In Athēnai, this war was seen as an occasion to cut the grain shipments of Spartē.
A debate so took place before a popular assembly between adversaries and proponents of the intervention, between Nikias and Alkibiadēs. Alkibiadēs managed to convince the assembly and an expedition was approved.
Three stratēgoi were chosen to lead the expedition and were accorded exceptional powers to make certain diplomatic and military decisions without prior consultation with an athēnaian assembly because of the great distances between Sikelia and Athēnai, although they were remaining accountable for their conduct upon their return. These three stratēgoi autokratores were: Alkibiadēs of course, Lamakhos for his military experience, and Lakhēs[5] for his knowledge of Sikelia.
At mid-summer 415 BC, while the expedition prepared to leave Athēnai, a scandal erupted.
Indeed, the hermai, stone markers representing Hermēs, were mutilated. Soon, the fear of an oligarchic plot appeared. Alkibiadēs was accused by his ennemies to be responsible. Alkibiadēs offered to organize a trial in order to prove his innocence. However, Alkibiadēs was extremely popular and had the support of the army. His opponents decided to abandon the trial, at least until that he leave Athēnai with the main source of his support, after what it would be possible to overwhelm his partisans and judge him in absentia. But, just at the moment of the departure, a storm appeared[6]. Learning the plan of his ennemies, Alkibiadēs decided to obligate the organization of a trial. As expected by his opponents, he was acquitted.

A week later, the fleet sailed to Korkura where it made junction with allies. 6.000 hoplitai from Athēnai, Boiōtia and Argolis, a few hundreds of tozeutai from Krētē, a few tens of hippeis and 150 vessels from Athēnai, Khios and Lesbos, were gathered.
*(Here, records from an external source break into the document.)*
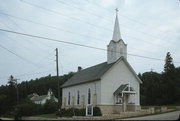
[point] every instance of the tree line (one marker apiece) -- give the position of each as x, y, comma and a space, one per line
161, 88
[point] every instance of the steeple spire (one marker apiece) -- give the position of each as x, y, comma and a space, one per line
116, 33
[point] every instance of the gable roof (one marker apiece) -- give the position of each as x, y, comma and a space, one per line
89, 74
95, 73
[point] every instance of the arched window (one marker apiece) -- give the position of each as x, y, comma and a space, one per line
69, 97
89, 96
78, 98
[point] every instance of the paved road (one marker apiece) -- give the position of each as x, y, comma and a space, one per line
166, 116
1, 118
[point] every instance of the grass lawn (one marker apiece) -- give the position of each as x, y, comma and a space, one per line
158, 107
156, 113
48, 115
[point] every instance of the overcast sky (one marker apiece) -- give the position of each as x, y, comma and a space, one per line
150, 28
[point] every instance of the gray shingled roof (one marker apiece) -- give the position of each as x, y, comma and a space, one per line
89, 74
38, 98
95, 73
120, 89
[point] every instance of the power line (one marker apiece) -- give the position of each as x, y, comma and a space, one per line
22, 58
52, 27
71, 43
58, 13
128, 18
28, 74
82, 10
67, 31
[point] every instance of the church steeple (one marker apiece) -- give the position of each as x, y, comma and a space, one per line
116, 32
116, 48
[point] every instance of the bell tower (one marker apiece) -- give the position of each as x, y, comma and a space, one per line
116, 48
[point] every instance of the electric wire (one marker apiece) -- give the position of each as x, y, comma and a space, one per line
71, 43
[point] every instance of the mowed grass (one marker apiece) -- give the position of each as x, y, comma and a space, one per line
159, 107
48, 115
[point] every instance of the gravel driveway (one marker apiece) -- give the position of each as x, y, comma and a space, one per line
166, 116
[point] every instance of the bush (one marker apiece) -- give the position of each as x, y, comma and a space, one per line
97, 111
71, 112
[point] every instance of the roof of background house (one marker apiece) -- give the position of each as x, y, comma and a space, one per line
95, 73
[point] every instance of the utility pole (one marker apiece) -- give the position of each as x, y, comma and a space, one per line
57, 69
17, 90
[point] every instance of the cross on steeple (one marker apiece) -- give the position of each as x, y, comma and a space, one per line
116, 10
116, 33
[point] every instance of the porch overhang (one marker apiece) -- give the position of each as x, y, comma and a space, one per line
124, 88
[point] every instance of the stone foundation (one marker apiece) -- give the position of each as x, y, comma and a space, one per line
110, 109
118, 109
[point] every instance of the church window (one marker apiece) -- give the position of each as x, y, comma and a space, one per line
89, 96
121, 50
69, 96
78, 97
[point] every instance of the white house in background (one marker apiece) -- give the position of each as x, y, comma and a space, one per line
113, 86
42, 99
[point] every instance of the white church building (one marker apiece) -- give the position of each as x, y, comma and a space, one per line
113, 86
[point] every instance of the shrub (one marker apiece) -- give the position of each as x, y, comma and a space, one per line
71, 112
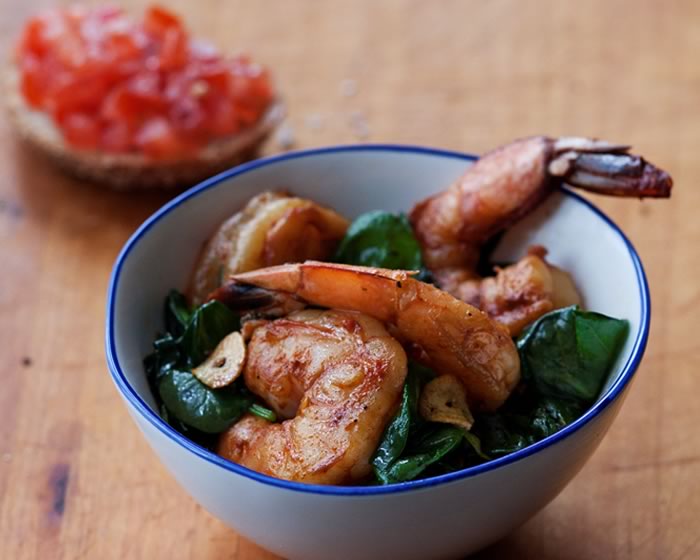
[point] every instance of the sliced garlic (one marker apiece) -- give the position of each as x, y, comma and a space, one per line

Some ships were sent to seek in Megalē Hellas and Sikelia another allies.
In Surakousai, Hermokratēs warned the city of the imminent athēnaian attack, but Athēnagoras, his main opponent, said that there was no athēnaian attack, accusing the surakousian stratēgos to instill fear among the population and try to overthrow the governement.
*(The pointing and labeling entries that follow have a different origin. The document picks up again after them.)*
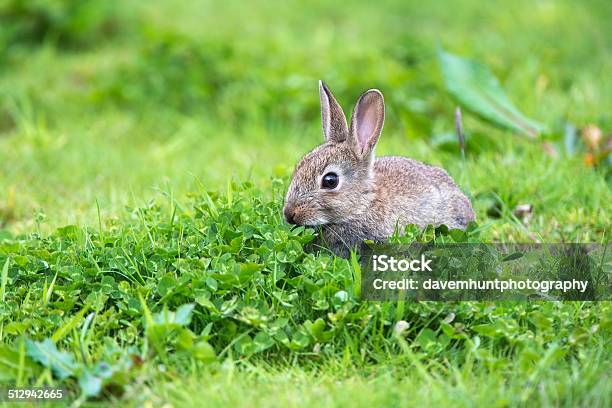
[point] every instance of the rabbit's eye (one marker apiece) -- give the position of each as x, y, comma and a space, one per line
330, 181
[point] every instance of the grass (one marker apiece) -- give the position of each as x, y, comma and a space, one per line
144, 152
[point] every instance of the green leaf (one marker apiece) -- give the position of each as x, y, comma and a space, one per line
181, 317
473, 85
46, 353
11, 364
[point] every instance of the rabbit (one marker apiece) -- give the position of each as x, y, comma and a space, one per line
341, 187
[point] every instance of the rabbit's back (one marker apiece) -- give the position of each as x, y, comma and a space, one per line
410, 192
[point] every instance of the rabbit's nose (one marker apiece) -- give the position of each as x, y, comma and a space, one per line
289, 214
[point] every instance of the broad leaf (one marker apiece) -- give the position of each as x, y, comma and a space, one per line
474, 86
47, 354
11, 364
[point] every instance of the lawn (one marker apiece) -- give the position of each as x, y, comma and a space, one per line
144, 154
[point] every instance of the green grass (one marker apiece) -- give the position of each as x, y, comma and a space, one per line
164, 135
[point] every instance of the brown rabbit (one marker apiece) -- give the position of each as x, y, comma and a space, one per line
353, 196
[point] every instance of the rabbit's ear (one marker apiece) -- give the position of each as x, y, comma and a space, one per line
335, 128
367, 121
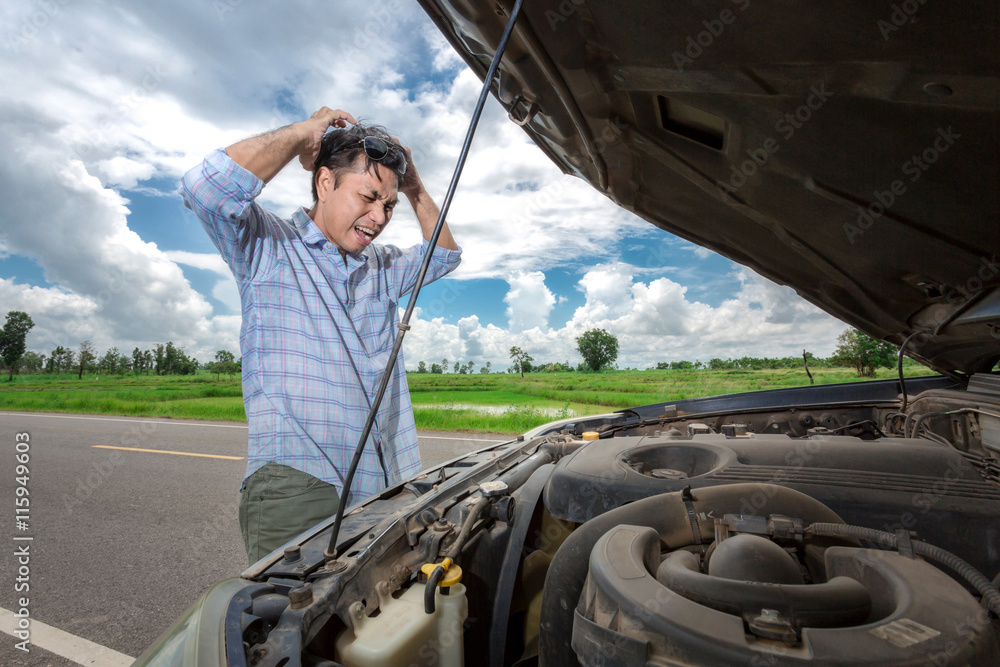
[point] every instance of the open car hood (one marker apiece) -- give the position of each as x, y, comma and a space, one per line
846, 149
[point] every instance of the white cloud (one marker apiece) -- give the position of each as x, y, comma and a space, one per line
653, 321
529, 302
200, 260
104, 97
123, 172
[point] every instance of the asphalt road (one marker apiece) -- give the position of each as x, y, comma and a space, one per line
123, 541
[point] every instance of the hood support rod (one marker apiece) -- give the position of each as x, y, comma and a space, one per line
331, 551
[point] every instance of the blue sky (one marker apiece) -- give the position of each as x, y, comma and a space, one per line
104, 107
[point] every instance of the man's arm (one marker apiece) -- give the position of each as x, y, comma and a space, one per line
267, 154
424, 207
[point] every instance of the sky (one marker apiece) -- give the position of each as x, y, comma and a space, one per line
105, 105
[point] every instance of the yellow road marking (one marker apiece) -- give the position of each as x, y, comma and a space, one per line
164, 451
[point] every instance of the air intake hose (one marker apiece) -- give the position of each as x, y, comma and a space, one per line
668, 515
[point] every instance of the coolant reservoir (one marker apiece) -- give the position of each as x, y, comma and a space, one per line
402, 633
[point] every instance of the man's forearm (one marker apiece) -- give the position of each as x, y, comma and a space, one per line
427, 214
267, 154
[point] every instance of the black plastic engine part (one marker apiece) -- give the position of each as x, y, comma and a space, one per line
918, 615
838, 602
668, 515
889, 484
754, 558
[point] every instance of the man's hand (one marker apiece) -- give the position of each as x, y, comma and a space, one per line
424, 207
267, 154
314, 129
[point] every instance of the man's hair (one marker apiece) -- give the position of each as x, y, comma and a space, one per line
341, 149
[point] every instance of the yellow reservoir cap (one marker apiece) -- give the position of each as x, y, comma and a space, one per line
452, 572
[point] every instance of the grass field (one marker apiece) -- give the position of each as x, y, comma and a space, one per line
495, 403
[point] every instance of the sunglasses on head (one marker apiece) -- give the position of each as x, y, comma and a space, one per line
377, 150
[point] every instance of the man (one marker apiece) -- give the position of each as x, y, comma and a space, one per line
319, 305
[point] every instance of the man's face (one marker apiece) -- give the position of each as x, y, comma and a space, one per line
358, 209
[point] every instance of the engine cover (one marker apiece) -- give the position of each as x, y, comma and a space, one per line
916, 615
888, 484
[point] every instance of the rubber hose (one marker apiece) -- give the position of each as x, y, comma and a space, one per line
667, 514
455, 550
976, 578
431, 588
836, 603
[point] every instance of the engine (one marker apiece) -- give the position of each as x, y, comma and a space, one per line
712, 549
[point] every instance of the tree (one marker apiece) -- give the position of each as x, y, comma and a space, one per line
61, 360
12, 336
87, 356
159, 358
858, 349
522, 360
110, 361
33, 362
598, 348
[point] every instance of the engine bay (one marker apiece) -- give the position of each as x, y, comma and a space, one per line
833, 534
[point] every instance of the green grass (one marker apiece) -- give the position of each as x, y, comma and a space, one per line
441, 402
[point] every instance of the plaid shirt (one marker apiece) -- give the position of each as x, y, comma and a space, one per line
316, 334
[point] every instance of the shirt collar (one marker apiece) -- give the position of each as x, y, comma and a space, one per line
310, 233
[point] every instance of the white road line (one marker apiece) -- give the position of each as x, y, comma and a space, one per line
79, 650
155, 420
440, 437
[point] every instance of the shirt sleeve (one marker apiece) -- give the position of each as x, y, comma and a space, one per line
403, 266
222, 193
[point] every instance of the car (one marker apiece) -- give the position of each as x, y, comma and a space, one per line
846, 149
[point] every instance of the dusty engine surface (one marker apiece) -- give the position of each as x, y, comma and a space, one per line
872, 607
717, 549
888, 484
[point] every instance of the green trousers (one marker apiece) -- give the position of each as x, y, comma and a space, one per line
278, 503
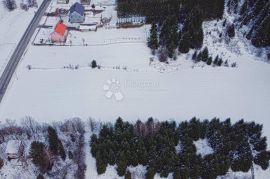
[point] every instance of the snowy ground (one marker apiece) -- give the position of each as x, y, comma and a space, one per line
181, 90
10, 33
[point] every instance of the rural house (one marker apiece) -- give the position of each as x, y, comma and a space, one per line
85, 2
76, 13
60, 32
14, 149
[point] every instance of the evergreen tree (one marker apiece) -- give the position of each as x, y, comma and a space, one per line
128, 175
150, 173
184, 43
231, 31
122, 165
209, 61
194, 56
40, 176
262, 159
62, 152
53, 140
100, 164
37, 153
205, 54
94, 64
216, 60
153, 39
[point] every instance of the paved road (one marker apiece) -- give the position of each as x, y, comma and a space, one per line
22, 45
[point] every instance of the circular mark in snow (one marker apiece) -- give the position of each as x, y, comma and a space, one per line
112, 89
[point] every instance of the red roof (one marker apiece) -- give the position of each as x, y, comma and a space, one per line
60, 28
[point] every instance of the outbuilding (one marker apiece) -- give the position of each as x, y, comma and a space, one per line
76, 13
60, 33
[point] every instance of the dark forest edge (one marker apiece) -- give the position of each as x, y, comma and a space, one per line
177, 24
236, 146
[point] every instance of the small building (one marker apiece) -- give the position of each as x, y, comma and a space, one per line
76, 13
60, 33
14, 149
85, 28
85, 2
62, 1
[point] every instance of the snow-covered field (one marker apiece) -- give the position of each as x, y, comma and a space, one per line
10, 33
50, 92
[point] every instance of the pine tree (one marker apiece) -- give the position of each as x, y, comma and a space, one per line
37, 153
209, 61
121, 165
262, 159
53, 140
100, 164
62, 152
194, 56
150, 173
184, 43
205, 54
153, 39
40, 176
231, 31
128, 175
216, 60
94, 64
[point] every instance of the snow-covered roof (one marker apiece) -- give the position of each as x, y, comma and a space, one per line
13, 146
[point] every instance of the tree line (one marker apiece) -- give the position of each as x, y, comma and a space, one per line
153, 144
176, 24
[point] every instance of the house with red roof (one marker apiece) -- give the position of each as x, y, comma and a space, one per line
60, 32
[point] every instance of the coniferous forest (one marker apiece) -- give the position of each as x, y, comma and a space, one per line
178, 22
168, 147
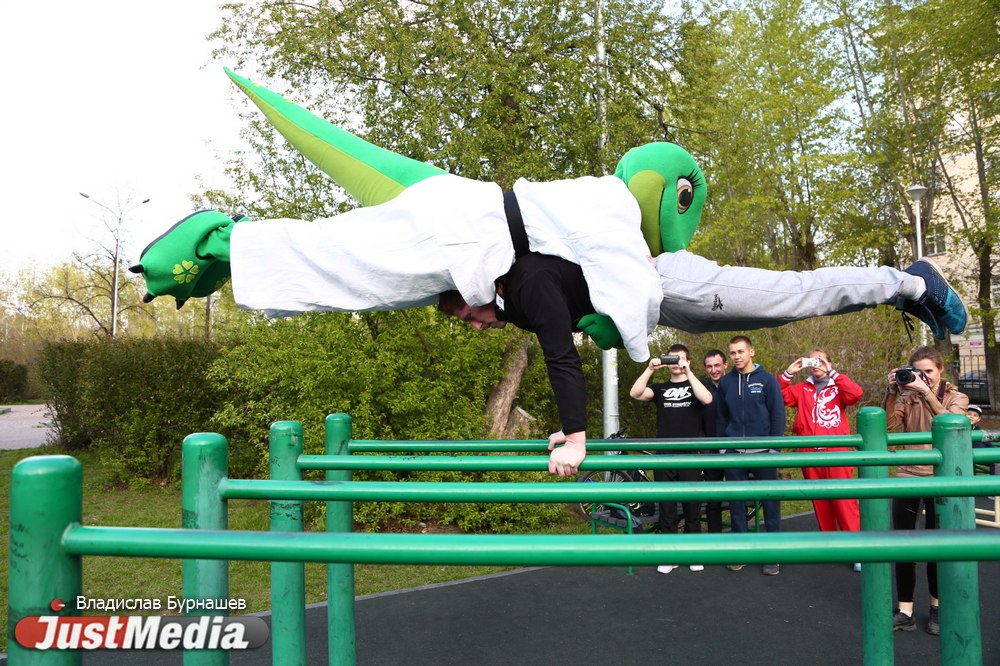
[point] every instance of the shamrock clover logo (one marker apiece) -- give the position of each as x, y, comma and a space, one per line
185, 272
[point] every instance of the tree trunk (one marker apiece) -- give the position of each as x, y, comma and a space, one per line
498, 406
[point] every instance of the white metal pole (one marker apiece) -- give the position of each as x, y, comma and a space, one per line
609, 358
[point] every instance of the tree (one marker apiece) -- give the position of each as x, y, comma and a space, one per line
926, 90
487, 89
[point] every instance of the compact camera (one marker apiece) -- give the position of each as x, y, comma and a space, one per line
907, 375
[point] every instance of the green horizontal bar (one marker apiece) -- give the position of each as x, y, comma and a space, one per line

When the Athēnaioi sailed to Megalē Hellas, the poleis refused to ally and refused them inside their walls.
At this moment, Alkibiadēs and Lamakhos had proposed two different strategies: Lamakhos wanted surprize the Surakousioi by landing directly near the city while Alkibiadēs wanted to seek sikeliotan allies before attack. This strategy was adopted as Lakhēs choose it.
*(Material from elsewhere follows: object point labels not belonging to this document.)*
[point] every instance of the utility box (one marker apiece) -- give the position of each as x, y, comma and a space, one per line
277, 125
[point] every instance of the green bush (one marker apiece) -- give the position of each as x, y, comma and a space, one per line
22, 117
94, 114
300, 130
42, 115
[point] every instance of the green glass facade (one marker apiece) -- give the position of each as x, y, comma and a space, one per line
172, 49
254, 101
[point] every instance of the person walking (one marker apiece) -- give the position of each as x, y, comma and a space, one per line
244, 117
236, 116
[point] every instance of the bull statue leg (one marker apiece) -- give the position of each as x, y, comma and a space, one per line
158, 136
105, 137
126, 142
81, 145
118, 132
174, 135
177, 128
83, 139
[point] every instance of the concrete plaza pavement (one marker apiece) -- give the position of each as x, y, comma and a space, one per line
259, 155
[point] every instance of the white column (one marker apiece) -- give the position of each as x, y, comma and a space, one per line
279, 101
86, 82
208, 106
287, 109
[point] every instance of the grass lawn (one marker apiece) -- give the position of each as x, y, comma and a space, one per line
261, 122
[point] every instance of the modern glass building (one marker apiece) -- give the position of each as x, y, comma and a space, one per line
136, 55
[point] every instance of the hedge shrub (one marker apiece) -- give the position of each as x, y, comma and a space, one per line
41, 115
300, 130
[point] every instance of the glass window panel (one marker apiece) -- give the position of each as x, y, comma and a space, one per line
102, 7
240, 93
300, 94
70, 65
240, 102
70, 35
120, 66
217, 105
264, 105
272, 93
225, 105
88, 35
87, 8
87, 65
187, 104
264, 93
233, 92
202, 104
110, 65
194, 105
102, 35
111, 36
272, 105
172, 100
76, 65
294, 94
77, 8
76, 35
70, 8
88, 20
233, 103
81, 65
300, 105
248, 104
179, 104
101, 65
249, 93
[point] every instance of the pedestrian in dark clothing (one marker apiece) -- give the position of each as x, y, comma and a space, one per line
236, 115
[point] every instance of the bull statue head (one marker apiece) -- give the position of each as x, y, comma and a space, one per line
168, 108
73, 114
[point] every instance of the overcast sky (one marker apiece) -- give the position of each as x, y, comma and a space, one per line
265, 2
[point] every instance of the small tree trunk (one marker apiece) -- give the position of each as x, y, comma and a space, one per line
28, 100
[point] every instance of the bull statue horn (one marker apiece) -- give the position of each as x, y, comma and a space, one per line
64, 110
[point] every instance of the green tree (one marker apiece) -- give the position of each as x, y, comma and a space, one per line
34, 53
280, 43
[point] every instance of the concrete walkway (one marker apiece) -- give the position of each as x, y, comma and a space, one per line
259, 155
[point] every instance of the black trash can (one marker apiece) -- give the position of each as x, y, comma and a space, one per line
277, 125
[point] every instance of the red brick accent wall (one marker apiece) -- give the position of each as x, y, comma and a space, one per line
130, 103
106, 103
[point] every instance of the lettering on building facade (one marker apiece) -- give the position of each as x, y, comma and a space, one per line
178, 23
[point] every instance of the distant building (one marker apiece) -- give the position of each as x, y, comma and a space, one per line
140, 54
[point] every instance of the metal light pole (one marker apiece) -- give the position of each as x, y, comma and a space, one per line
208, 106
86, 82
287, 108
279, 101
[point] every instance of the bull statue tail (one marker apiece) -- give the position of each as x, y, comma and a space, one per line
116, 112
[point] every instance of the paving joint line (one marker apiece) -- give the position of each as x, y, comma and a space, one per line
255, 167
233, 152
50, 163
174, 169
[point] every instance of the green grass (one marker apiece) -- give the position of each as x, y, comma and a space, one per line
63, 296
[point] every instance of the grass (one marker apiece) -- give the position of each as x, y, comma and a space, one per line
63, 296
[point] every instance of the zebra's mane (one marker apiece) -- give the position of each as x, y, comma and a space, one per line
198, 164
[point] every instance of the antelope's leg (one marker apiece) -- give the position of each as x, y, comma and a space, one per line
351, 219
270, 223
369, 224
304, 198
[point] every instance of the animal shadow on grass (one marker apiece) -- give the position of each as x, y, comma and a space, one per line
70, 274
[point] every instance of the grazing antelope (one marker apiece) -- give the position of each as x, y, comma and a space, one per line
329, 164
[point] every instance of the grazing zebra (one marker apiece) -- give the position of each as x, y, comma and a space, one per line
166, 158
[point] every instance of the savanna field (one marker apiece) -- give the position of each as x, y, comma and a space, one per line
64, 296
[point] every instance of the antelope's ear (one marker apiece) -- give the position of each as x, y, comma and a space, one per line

But also in Sikelia, the poleis refused to help the Athēnaioi, and the Athēnaioi soon learnt that the Egestaioi had only 30 talents to pay the Athēnaioi, far from the promised funds for the expedition. The only ally that the Athēnaioi found was Katanē where the local surakousian party had been defeated.
Having found a base, Alkibiadēs began the preparations to attack Surakousai. Knowing that the surakousian hippikon was far superior to his own hippikon, he imagined a stratagem. He sent a man devoted to the Athēnaioi at Surakousai where this man, saying to be sent by the surakousian party of Katanē, told them that the city was ready to rise up against the Athēnaioi and to open its gates to the Surakousioi. Taking this 'opportunity', Hermokratēs sent, as expected by Surakousioi, the main part of his hippikon to attack the Athēnaioi at Katanē. But when they arrived before the town, they found the gates closed and the Athēnaioi already gone. Indeed, Alkibiadēs had left Katanē and landed near Surakousai, taking everyone by surprise. He ordered soon to occupy the Olympieion, a temple near Surakousai, to push the Surakousioi into a battle before the return of their hippikon from Katanē.
The Surakousioi put their men in order of battle as the Athēnaioi. The Surakousioi disposed their men with a depht of 16 men, but Alkibiadēs, having fought eight years earlier at Dēlion where the Thēbaioi had used a similar tactic knew how react. With his right wing, mainly consisting of Argeioi and Boiōtoi, he outflanked and routed the surakousian stratos, mainly consisting of the mass levy of inexperienced politai. The surakousian center, pressured by both athēnaian center and right wing, was destroyed, while the surakousian left wing fled. When the surakousian hippeis arrived the following day, they could only see the extent of the disaster.
Alkibiadēs soon began the siege of Surakousai.
When the new of this great athēnaian victory reached the other sikeliotan poleis, several of them rallied Athēnai: Messēnē[7], Rhēgion, Kamarina, Akragas. The Sikeloi rallied them too.
Surakousai sent embassies to Spartē and Karkhēdōn to seek help, but none of them responded.
The winter just began.
The Surakousioi attempted to built counter-walls to prevent the Athēnaioi to completly isolate the town from Sikelia but they failed twice. And by mid-winter, the athēnaian circumvallation lines were completed. At the same time occured an other attempt to break the siege from the exterior. From Gela, an army was intended to march against the besiegers and, with the help of a fleet [8], force them to abandon the siege. However, this army was intercepted near Akrai by a contingent of sikeliotan allies of Athēnai under Lamakhos, and the fleet was defeated near the promontory of Pakhunos.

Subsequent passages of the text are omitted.